After a time, Cook moved on to other acting challenges, being replaced by another actor you envied because he seemed to get even more sophisticated and memorable adventures with Red Ryder, who rode a magnificent horse named thunder.  Life was beginning to make plans for you, even then.  The actor who followed Tommy Cook as Little Beaver was John Wilder, whose recent novel, Nobody Dies in Hollywood, you edited.

While Life was making plans for your future, you were absorbing into muscle memory the fact that story has a stronger sense of movement and purpose than you at first imagined.  The goal of a character must not be limited to such youthful tendencies at abstraction as happiness, adventure, understanding, insight, or even the lofty goal of wishing to tell memorable stories.  

You required more years to learn this than you care to admit, firm in your belief that story as a concrete entity also meant individuals attempting to engage the random elements of life in ways that would amuse readers. 

"Amuse is okay," one old timer told you in one of several far-from-sober admonitions he gave you when you, staking all on the facts of being six feet three inches tall and, at age nineteen, having a bogus document attesting you to be twenty-two, which allowed you to spend time at a cocktail lounge on Sunset Boulevard known for its high demographic of writers.  "Nothing wrong with amuse, but first, you gotta disturb 'em.
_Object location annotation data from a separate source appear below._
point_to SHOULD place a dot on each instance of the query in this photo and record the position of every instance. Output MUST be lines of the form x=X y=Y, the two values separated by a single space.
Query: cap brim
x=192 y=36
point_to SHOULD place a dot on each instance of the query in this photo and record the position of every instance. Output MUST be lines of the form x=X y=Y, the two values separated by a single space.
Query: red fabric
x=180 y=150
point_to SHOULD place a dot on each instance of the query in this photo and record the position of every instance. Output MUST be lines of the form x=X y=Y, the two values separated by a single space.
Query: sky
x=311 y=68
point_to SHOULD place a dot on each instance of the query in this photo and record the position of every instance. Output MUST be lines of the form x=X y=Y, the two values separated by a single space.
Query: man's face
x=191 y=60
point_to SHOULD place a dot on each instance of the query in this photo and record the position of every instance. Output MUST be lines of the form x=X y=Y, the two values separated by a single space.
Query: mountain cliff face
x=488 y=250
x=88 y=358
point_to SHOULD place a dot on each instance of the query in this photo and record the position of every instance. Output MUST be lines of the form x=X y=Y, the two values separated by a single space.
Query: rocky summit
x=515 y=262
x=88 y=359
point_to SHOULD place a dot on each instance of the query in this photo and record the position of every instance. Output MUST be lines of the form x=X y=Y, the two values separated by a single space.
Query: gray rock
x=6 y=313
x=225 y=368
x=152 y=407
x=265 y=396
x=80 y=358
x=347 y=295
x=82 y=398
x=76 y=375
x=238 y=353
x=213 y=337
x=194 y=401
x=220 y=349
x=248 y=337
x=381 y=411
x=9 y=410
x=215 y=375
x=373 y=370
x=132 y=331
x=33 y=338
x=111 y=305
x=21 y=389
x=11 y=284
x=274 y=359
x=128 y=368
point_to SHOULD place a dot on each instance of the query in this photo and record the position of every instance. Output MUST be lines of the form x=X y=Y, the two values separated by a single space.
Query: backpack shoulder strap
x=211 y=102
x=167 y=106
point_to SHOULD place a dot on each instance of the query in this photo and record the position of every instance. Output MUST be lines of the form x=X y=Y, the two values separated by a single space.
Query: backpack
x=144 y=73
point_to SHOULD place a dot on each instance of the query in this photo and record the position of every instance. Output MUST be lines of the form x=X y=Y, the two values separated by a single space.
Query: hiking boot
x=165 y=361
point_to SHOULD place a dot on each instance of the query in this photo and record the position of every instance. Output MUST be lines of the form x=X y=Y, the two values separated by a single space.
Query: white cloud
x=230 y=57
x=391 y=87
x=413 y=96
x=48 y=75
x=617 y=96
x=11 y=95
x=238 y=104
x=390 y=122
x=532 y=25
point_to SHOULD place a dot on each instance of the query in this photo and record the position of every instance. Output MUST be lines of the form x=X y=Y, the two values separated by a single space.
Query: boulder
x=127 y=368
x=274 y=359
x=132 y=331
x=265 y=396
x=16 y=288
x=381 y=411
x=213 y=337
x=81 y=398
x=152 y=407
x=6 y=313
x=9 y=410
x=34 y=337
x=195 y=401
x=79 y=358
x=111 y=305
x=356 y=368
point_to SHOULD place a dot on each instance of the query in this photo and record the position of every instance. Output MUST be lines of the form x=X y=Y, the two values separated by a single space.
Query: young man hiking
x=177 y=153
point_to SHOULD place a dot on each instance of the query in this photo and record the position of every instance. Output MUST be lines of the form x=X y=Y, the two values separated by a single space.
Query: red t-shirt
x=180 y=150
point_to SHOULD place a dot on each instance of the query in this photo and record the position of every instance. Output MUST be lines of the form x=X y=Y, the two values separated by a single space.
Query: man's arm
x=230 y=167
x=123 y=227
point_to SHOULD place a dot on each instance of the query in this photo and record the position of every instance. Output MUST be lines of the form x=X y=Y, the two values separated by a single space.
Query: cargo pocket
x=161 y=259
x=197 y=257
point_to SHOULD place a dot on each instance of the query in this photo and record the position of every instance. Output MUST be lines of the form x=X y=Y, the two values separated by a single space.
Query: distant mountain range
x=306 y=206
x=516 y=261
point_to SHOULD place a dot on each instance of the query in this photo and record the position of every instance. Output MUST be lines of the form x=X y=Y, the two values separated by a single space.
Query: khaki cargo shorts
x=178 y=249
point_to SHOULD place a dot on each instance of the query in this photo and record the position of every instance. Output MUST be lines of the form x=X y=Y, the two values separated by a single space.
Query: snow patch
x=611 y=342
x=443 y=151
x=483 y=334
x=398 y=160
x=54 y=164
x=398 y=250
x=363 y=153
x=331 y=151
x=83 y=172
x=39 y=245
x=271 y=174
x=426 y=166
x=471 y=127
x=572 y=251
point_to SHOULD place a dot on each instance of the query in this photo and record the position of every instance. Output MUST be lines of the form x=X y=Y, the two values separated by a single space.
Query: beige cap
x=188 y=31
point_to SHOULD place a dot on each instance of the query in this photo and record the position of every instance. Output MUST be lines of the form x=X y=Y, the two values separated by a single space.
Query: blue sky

You unnerstan'?"

You thought you did, and so you nodded assent.  On subsequent visits to the lounge in the Garden of Allah, the old timer would call out to you, "You disturbing 'em, kid?"  Memorable about that time, your last exchange with the old timer came when you admitted flat out that no, you weren't disturbing people because you didn't know how."

He banged his open palm on the polished surface of the bar with enough force to turn the heads of the more serious drinkers, interrupting them from their inner palaver with their personal angst.  "Take 'em where they don' wanna go, kid.  You'll never go wrong taking 'em where they don' wanna go,  Then, when you amuse 'em, it's like you're throwing 'em a life line.  Unnerstan'?"

Maybe in a few more years,you'd "unnderstan'" during the course of which you went, either by accident, instinct, or necessity, to places you didn't want to go. Perhaps those visits to those places were part of the plans Life was beginning to make for you.

"Geezus," a friend said to you earlier this year, when you both discovered a tub of iced Sierra Nevada pale ale, "you got to drink there?  Fucking Garden of Allah?  What you must have heard.  They all went there, all those writers going there, like people going into places to meditate."

In so many words, yes.  You went there and places like it because you wanted something, and the things standing in your way of getting them were folded up in the plans Life was beginning to make.